In Washington, scientists and ethicists talked about science, ethics, human rights, government relations and Aldous Huxley’s futuristic 1932 novel Brave New World, offering five basic reasons that gene editing is exciting—but scary:
1. Curing disease
By eliminating genes that cause disease, doctors could treat a wide range of illnesses, from heart disease to Alzheimer’s.
Scientific challenges remain, such as making sure that the right gene—and only the right gene—gets changed. But gene therapy is now being used to treat eye disease, and early trials suggest that it may be able to treat the blood disorders beta thalassemia and sickle cell anaemia, said Fyodor Urnov of Sangamo BioSciences, a leader in blood disease research.
Even for this seemingly noble cause, there are moral challenges: namely, which conditions to treat. And not everyone necessarily wants to be “cured.”
To some people labelled with disabilities, “editing may be more akin to getting pushed through a shredding machine,” said Ruha Benjamin, an African-American Studies and bioethics professor at Princeton University.
2. Stopping inherited disease in its tracks
Diseases that are passed down in families, like Huntington's and Tay-Sachs, might one day be simply snipped out of the family line.
Though we can already screen for some genetic diseases and avoid them using in vitro fertilization, new CRISPR methods could potentially make much more complex edits. Harvard Medical School geneticist George Church recently showed that with the new CRISPR methods, he could edit 60 embryonic pig genes simultaneously. This may be harder in people, though, and since we don’t know the full roles of most of our genes, we can’t know the risks involved in adding them.
Rudolf Jaenisch, a stem cell biologist at MIT and the Whitehead Institute, raised another ethical concern: Is it morally acceptable to edit the genes of healthy children in the hopes of preventing unhealthy ones? In his research on mouse embryos, he’s found that he can’t edit the genes of diseased mice without also affecting the genes of mice that would otherwise be healthy.
In trying to prevent a genetic mutation in sick children, doctors would have to introduce a gene mutation into healthy ones. Such a mutation would carry forward into the human population, and no one knows whether it would have an unintended effect.
3. Creating a better you
Theoretically, gene editing could also be used to make so-called designer babies. Traits governed by a small number of genes would be the most straightforward to manipulate, such as muscularity, eye colour, height, and memory, said George Daley, a stem cell biologist at Harvard Medical School.
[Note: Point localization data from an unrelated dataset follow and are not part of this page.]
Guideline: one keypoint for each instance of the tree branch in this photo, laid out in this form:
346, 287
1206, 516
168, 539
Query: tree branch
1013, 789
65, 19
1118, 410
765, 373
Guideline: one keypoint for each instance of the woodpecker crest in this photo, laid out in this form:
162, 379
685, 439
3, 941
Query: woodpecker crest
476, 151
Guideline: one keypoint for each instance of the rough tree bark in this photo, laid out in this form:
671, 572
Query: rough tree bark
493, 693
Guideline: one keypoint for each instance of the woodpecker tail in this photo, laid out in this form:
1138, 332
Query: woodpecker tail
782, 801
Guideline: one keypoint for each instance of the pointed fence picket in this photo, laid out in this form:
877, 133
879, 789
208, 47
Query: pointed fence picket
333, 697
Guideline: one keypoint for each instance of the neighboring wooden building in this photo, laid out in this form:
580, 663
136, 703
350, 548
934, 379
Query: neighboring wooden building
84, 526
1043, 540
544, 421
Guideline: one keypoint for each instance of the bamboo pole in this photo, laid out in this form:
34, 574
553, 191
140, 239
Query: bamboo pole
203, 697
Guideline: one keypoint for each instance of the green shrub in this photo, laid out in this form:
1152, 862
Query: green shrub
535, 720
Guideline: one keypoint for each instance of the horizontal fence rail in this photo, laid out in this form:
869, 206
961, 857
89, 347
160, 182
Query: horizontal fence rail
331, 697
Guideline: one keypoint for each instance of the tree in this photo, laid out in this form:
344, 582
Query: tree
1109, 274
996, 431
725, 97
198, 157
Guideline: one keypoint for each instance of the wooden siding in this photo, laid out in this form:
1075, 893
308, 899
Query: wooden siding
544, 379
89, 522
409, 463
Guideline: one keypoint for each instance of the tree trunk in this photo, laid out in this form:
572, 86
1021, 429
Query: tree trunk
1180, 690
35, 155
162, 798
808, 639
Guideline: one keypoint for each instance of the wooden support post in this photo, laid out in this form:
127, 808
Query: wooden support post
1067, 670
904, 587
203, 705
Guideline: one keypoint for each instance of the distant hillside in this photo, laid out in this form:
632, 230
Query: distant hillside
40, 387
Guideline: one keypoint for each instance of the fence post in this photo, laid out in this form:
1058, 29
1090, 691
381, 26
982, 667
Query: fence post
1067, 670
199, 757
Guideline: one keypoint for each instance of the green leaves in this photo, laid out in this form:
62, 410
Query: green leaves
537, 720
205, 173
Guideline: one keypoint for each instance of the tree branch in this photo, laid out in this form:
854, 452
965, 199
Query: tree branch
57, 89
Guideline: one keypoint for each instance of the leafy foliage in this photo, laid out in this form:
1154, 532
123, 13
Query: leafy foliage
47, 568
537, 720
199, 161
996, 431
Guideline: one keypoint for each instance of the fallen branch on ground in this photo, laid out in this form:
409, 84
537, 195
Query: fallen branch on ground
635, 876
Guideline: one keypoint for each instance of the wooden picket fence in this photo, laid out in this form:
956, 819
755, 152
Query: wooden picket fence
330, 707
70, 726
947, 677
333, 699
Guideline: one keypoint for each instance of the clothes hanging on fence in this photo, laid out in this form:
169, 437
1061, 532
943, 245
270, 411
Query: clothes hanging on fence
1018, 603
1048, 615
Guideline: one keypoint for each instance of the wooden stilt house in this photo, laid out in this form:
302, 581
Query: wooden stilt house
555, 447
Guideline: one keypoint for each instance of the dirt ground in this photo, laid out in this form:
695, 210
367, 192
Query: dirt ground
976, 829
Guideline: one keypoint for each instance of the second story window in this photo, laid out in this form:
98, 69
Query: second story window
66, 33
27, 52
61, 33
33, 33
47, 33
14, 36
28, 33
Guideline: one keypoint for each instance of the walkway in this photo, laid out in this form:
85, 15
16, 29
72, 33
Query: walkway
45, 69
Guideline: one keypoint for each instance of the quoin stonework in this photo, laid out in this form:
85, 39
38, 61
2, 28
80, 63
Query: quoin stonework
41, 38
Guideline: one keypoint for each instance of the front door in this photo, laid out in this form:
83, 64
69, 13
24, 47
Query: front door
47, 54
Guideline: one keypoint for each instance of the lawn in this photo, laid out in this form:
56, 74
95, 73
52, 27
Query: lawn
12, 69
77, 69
Editing genes for more complex traits like intelligence would be more difficult or impossible. “You don’t know what else you’re going to get, “Sheldon of Tufts University, who writes about science and ethics, said in an interview. “The genome is an ecosystem. Everything is in some kind of balance. You try to maximize one quality and you may affect another one.”
What's more, if a change is introduced into the human population, and can be inherited, it could be hard to remove—and won't stay put in a particular community or country.
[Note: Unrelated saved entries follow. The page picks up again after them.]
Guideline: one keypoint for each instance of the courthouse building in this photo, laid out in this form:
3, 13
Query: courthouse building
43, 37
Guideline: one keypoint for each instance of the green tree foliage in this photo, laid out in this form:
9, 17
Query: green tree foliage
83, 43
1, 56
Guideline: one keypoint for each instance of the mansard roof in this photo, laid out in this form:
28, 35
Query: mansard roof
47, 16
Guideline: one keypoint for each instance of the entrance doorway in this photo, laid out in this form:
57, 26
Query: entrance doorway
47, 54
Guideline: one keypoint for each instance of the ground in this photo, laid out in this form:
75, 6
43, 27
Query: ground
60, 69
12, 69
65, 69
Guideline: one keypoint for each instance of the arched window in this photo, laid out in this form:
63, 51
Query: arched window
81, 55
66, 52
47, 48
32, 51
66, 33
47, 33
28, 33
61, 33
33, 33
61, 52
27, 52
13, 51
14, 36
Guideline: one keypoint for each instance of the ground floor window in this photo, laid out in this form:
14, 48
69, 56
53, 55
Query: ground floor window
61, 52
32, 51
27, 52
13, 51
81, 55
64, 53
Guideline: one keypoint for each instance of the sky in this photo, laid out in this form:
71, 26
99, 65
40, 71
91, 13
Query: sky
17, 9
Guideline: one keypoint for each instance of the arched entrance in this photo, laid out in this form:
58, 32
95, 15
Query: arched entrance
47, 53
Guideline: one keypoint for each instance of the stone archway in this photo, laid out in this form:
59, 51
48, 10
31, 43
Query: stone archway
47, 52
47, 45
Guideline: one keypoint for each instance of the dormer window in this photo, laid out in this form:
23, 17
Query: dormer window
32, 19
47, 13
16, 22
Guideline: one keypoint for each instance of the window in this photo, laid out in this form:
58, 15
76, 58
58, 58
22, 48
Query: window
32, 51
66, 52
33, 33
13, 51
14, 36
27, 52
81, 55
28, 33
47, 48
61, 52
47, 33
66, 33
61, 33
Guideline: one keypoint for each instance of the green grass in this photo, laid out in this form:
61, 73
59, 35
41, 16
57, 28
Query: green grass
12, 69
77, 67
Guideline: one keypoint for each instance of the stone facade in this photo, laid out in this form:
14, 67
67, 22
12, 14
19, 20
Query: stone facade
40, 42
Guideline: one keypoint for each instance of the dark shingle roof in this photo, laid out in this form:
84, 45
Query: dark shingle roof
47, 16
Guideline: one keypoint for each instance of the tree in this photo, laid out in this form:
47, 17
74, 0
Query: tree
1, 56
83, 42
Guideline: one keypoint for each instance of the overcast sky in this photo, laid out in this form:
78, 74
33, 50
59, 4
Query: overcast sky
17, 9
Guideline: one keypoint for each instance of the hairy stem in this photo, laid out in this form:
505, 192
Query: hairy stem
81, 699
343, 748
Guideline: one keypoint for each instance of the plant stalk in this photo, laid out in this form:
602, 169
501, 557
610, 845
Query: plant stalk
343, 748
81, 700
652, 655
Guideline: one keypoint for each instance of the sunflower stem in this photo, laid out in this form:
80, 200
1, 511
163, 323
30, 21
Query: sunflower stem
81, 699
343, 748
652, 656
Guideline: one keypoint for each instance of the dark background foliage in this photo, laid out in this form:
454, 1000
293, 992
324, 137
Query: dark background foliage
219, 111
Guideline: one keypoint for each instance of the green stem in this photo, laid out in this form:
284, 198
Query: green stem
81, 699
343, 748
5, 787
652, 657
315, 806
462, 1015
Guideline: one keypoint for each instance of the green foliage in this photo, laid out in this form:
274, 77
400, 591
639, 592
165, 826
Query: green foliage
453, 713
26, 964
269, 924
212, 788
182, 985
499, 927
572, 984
Unlike curing disease, genetic enhancement would be morally reprehensible, said Marcy Darnovsky, who heads the non-profit Center for Genetics and Society.
She worries that parents will feel pressured to “improve” their kids and that wealthy families will have greater access than poor ones. “There would be fertility clinics vying to sell the latest upgrades." And parents might be pressured to ‘give their child the best start in life.’
4. Saving endangered species
The same technology used to edit human genes can be used on animals. This could mean protecting a species like the Tasmanian devil, now endangered by an infectious cancer, or engineering the East Coast's chestnut trees to resist the chestnut blight that has devastated their growth.
“We’re faced with the sixth great mass extinction," Gary Roemer, a wildlife ecologist at New Mexico State University, said in an interview, "and this allows us to avert or perhaps just postpone the decline of certain species.”
On the other hand, he and others were horrified at the possibility that someone might use gene editing as justification for putting off a species rescue “because we can always solve the problem later.”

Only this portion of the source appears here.